If there’s anything you get used to when diving into whiskey, it’s patterns. Similar whiskey styles and mash bills often bring similar tasting notes and personality traits, depending on who you talk to (each individual can bring different thoughts and associations to the table). While we’re on the topic of patterns, here’s an expression I utter almost every time a whiskey brand I’m interested in is brought up: “I’d like to try ‘x brand/expression,’ but other stuff ends up higher on my list.” Were money and space of no concern, then this balance of curiosity and responsibility would likely take a backseat. I mention this since Woodinville Whiskey Company has been on my radar ever since I started getting into whiskey. Their simple but effective bottle and label design caught my eye with a seemingly reasonable price tag of $40 for their entry-level bourbon. Alas, a bottle never graced my collection since, well, I already dropped that line three sentences prior.

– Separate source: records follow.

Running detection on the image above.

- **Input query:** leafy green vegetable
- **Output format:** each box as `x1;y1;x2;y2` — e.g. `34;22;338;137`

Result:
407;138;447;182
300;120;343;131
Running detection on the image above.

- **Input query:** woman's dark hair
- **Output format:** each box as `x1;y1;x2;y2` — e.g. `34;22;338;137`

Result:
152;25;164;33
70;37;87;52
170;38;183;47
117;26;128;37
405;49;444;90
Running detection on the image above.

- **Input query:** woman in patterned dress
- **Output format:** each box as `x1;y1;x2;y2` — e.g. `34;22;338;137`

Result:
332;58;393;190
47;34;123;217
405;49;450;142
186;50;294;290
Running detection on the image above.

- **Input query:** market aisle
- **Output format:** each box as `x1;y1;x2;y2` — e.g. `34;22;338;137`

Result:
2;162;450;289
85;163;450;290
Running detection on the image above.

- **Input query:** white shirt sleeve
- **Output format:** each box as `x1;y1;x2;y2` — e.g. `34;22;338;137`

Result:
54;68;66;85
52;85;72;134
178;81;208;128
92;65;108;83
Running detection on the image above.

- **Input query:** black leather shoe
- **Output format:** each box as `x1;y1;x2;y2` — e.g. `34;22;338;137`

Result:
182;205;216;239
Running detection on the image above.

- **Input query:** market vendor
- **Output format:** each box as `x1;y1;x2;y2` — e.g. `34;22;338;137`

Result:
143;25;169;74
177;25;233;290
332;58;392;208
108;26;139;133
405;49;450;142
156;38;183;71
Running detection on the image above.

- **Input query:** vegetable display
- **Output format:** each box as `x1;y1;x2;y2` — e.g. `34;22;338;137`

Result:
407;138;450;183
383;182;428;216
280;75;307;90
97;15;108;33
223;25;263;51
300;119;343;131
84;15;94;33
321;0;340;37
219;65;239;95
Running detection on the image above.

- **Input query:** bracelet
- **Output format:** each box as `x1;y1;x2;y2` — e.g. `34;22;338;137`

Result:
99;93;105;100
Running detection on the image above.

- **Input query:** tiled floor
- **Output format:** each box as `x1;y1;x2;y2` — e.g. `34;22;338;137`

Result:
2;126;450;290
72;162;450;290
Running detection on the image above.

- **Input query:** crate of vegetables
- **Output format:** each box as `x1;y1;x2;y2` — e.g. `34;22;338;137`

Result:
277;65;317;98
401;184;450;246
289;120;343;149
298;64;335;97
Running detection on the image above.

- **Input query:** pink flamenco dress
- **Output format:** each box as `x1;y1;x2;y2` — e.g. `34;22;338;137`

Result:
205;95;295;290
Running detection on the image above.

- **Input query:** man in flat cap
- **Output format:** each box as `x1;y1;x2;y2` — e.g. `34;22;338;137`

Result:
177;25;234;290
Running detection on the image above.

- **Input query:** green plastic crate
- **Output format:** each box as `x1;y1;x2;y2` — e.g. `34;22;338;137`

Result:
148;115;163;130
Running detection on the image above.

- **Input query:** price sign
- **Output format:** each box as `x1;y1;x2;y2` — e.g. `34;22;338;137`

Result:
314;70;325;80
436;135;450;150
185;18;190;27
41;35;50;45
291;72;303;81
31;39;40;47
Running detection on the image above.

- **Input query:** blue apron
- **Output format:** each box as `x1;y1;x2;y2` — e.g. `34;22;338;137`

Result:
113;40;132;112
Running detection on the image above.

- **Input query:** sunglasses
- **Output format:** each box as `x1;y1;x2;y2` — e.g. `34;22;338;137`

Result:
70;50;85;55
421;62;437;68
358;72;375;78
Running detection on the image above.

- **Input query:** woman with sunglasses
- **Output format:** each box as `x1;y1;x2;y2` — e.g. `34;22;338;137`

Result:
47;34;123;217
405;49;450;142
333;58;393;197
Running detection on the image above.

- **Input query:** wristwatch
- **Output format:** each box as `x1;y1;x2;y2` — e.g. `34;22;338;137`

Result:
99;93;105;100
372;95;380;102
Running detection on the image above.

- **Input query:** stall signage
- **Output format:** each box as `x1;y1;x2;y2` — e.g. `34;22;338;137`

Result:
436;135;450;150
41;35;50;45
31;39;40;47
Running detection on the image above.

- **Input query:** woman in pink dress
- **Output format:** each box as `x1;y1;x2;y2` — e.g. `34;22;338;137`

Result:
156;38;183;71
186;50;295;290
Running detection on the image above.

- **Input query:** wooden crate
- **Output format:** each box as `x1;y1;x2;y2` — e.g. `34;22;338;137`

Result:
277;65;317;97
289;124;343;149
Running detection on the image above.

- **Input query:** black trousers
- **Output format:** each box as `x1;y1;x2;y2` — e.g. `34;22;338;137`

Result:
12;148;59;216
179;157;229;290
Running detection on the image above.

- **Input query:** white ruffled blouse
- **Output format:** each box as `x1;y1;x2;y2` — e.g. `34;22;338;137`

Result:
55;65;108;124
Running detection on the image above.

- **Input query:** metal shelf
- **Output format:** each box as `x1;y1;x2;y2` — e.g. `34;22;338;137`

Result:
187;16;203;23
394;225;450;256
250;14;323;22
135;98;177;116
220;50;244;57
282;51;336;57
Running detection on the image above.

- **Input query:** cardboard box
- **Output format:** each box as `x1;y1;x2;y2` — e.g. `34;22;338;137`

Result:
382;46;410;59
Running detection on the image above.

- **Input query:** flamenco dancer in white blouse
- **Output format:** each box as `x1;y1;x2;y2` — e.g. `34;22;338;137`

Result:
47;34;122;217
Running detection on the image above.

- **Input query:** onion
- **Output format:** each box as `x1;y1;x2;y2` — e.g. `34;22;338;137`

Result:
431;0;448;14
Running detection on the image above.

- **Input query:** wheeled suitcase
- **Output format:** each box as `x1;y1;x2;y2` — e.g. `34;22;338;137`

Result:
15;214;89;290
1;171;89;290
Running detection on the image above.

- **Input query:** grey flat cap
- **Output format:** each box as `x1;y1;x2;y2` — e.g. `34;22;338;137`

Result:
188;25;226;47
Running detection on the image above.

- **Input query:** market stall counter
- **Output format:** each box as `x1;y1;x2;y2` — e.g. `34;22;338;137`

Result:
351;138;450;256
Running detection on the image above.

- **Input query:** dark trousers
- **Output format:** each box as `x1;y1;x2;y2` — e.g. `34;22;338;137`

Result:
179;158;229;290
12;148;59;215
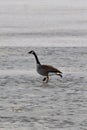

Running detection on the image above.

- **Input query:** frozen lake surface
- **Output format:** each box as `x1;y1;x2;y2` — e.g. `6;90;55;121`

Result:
0;0;87;47
0;0;87;129
0;47;87;130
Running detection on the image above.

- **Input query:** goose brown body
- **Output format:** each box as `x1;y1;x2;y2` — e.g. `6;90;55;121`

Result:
28;50;62;82
37;64;62;76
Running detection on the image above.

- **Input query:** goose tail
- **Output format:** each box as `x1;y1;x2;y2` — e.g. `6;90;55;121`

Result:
57;73;63;78
56;70;63;78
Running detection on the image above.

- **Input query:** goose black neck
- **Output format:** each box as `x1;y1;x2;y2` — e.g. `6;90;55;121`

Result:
33;52;40;64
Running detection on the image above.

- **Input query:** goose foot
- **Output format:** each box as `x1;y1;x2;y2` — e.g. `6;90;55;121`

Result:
43;76;49;83
43;77;47;82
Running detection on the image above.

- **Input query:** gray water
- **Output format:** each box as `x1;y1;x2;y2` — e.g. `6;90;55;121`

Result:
0;47;87;130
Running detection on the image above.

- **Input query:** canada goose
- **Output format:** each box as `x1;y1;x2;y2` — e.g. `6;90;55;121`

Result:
28;50;62;83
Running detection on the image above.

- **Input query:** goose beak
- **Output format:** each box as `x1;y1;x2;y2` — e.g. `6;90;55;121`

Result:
28;50;33;54
28;51;31;54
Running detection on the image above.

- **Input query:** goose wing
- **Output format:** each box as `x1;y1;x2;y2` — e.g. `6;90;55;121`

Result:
42;64;62;74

The good news is that a sample of the bourbon recently came my way along with several others from a fellow whiskey enthusiast, so I get to find out if a purchase may truly be in order. Even before diving into the whiskey itself, I’d heard about their production process which, for a craft distiller, is certainly worth boasting:
“All of our staple grains are cultivated exclusively for us on the Omlin Family farm in Quincy, Washington. The grains are mashed, distilled, and barreled in our Woodinville® distillery, then trucked back over the Cascade Mountains to our private barrel houses, where Central Washington’s extreme temperature cycles promote the extraction of natural flavors from the oak. Prior to being coopered, the barrel wood is seasoned in open air, rain, wind, sun, and snow for eighteen months, softening the wood’s harsh tannins. The barrels are then slowly toasted and heavily charred to further enrich the wood’s desirable flavors.”
As if that wasn’t enough, Woodinville was also guided by the late Dave Pickerell. Time to see what these factors combine to form for the final product.

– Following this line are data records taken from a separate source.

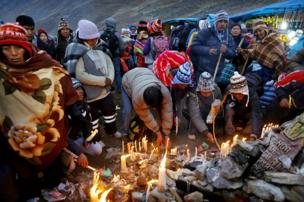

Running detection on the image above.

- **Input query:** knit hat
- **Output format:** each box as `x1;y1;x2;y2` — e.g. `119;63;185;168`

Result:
172;61;192;85
78;19;100;40
128;24;137;31
253;19;268;34
0;23;33;56
215;10;229;23
105;17;117;29
196;72;215;92
229;71;248;95
58;18;71;31
147;19;162;34
137;20;148;33
37;28;47;37
16;15;35;27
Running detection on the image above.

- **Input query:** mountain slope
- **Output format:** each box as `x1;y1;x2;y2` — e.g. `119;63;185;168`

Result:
0;0;283;35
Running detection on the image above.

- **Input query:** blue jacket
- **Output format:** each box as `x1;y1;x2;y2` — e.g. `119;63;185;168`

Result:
190;26;236;82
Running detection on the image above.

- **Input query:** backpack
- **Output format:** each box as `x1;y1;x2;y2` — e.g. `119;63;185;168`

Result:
100;30;119;57
169;23;197;51
152;35;169;59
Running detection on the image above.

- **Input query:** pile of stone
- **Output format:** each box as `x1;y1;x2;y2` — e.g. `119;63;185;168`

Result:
169;113;304;202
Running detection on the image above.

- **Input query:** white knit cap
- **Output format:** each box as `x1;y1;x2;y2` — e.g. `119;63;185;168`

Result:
78;19;100;40
229;71;248;95
196;72;215;92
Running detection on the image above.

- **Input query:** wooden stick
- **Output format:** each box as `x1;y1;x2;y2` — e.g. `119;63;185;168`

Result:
240;57;249;75
63;148;97;172
213;53;223;81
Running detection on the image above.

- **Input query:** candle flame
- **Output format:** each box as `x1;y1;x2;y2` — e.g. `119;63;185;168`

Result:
99;188;112;202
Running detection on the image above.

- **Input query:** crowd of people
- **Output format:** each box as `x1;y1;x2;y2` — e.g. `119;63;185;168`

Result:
0;10;303;200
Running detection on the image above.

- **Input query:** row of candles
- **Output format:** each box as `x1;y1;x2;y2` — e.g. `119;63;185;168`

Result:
260;123;279;139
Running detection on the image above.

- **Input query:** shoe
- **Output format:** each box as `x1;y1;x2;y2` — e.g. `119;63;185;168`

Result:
188;134;196;140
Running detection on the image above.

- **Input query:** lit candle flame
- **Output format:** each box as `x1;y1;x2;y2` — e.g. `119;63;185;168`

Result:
99;188;112;202
157;151;167;192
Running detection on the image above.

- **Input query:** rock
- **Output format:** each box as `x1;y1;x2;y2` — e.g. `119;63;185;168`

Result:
184;191;203;202
281;186;304;202
219;157;246;179
182;168;196;176
206;167;242;189
166;169;182;181
212;176;243;189
195;161;211;181
264;172;304;185
132;192;144;202
183;175;197;183
192;180;208;187
243;179;285;201
292;186;304;197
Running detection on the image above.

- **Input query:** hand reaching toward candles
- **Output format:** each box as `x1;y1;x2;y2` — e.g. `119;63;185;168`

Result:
156;132;163;146
77;153;89;168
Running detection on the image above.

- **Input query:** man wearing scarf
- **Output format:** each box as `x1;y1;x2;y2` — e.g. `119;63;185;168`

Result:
239;20;286;81
0;23;88;201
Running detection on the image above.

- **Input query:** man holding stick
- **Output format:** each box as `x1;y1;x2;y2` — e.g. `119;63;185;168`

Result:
190;10;236;87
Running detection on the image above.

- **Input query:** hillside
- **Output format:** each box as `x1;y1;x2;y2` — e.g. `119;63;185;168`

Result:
0;0;283;35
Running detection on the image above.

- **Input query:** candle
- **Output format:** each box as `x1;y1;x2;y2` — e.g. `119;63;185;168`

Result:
130;146;135;161
121;154;130;173
90;172;101;202
157;152;167;192
139;141;142;152
127;142;132;154
142;136;148;153
134;141;137;152
195;147;198;157
122;140;124;155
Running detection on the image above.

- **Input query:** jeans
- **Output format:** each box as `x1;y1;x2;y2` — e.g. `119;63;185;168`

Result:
113;57;122;91
121;86;133;133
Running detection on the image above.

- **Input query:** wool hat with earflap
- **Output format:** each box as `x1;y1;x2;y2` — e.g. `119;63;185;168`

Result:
215;10;229;23
0;23;33;57
196;72;215;92
58;18;72;31
172;61;193;85
230;71;249;106
78;19;100;40
147;19;162;34
252;19;268;34
229;71;248;95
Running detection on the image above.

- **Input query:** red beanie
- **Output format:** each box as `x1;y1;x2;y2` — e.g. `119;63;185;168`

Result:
38;28;48;37
0;23;33;56
147;19;162;34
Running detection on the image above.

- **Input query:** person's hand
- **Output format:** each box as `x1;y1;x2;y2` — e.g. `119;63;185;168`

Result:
203;131;215;144
105;77;112;86
279;98;289;108
209;48;217;55
77;153;88;168
220;44;227;54
156;132;163;147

Nose: Cherry-vanilla upfront followed by nutmeg and other baking spices. Brown sugar and a diet root beer meets Dr. Pepper meets cream soda personality. Clove, sassafras, and cinnamon spice. An oaky-molasses backbone for the spices. Dried cherry, cranberry, and prune. Post-sip brings more caramel and vanilla, but they still aren’t front and center like the baking spices, which trade blows with the dried fruit.
Palate: Immediate and consistent tingle with a bit of actual spice. Nutmeg/pepper-seasoned oak with hints of caramel and vanilla. Diet root beer with a bit of burnt toffee.

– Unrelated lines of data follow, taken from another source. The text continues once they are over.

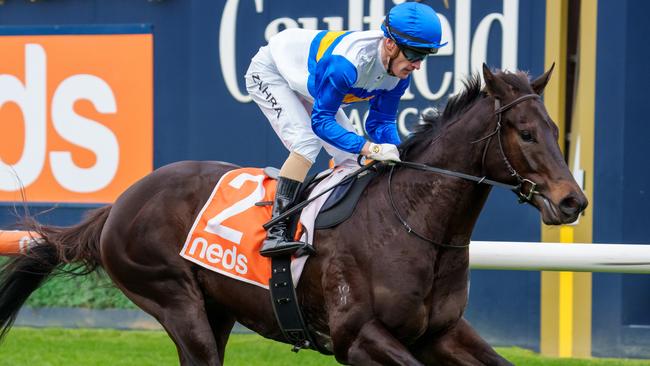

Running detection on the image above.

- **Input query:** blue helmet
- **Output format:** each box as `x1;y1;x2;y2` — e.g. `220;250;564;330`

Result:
381;2;447;52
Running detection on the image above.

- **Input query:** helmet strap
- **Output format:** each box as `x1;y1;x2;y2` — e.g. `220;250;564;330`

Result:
384;40;400;77
387;57;396;76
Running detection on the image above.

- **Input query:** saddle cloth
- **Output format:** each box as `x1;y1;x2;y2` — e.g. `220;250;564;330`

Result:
180;161;357;289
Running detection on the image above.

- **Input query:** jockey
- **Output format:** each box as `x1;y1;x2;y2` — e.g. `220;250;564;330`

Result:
245;2;447;257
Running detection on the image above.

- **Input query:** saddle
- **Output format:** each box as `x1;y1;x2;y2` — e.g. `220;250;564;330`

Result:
263;166;378;230
314;168;376;229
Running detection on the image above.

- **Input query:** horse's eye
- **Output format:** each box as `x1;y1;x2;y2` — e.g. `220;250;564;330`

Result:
520;130;535;142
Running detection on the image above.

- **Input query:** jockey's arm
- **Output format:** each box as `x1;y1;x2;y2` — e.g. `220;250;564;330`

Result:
311;56;367;154
365;77;410;146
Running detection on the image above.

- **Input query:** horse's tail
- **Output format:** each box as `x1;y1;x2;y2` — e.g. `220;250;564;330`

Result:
0;205;111;341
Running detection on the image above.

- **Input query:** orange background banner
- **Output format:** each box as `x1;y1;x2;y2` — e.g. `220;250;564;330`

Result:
0;34;153;203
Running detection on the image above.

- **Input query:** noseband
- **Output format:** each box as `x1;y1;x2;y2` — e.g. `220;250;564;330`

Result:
388;93;542;248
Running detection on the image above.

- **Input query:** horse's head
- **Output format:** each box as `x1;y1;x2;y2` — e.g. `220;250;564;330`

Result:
480;63;588;224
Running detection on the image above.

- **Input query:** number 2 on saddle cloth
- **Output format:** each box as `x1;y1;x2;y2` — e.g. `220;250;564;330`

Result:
180;168;303;289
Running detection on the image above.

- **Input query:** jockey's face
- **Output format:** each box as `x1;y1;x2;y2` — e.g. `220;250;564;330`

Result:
383;38;422;79
392;50;423;79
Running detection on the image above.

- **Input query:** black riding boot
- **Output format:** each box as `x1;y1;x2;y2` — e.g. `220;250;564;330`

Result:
260;177;310;257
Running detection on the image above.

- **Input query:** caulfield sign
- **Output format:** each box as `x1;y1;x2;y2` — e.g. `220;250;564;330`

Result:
0;33;153;203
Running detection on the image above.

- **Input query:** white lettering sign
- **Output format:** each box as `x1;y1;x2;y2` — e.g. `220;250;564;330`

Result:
221;0;520;104
0;44;118;193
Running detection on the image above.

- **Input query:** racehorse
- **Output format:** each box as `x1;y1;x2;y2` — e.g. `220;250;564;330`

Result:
0;64;587;365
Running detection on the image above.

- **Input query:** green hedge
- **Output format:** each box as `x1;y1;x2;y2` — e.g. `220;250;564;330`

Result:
0;256;134;309
26;270;136;309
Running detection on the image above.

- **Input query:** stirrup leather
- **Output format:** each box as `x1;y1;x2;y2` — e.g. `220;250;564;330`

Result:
260;177;314;258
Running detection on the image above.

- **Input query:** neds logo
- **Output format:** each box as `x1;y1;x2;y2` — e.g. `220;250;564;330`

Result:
0;34;153;203
1;44;117;193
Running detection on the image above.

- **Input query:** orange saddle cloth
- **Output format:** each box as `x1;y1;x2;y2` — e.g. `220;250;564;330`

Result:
180;167;296;289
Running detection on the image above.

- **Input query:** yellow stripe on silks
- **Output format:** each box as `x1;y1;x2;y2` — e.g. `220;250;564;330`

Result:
315;32;373;105
316;31;347;61
343;94;373;104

Finish: Short-medium. Spice gives way to vanilla cream with a bit of clove and anise for good measure. A tingle or brown sugar and cinnamon close things out rather abruptly.
Woodinville might be onto something here. The flavor profile is surprisingly unique compared to many other whiskeys I’ve had, bourbon or otherwise. I probably don’t need to explain at length why this has quickly earned a spot on my holiday whiskey list, thanks in no small part to the clove, cinnamon, and nutmeg notes I pulled out. These may be thanks to Washington state’s climate combined with toasting the barrels on top of the standard charring process. Also worth pointing out is that Woodinville utilize pot distillation, which I can only deduce is key to that vanilla cream note I get on the finish.
All these factors come together in a craft product that, in my experience, has above average availability and reasonable pricing to boot. $40 for an entry-level craft whiskey isn’t necessarily cheap—many heavy hitters exist at lower price points that I’d have an easier time recommending, particularly to less experienced drinkers. However, I believe most people considering a purchase of Woodinville already have a fair number of whiskeys under their belt and are looking for something just a bit different while also being high quality. To that end, I think Woodinville bourbon meets the criteria. Will I always keep a bottle on hand? Probably not. Is it worth purchasing for the curious, explorative bourbon drinker? I’d say so.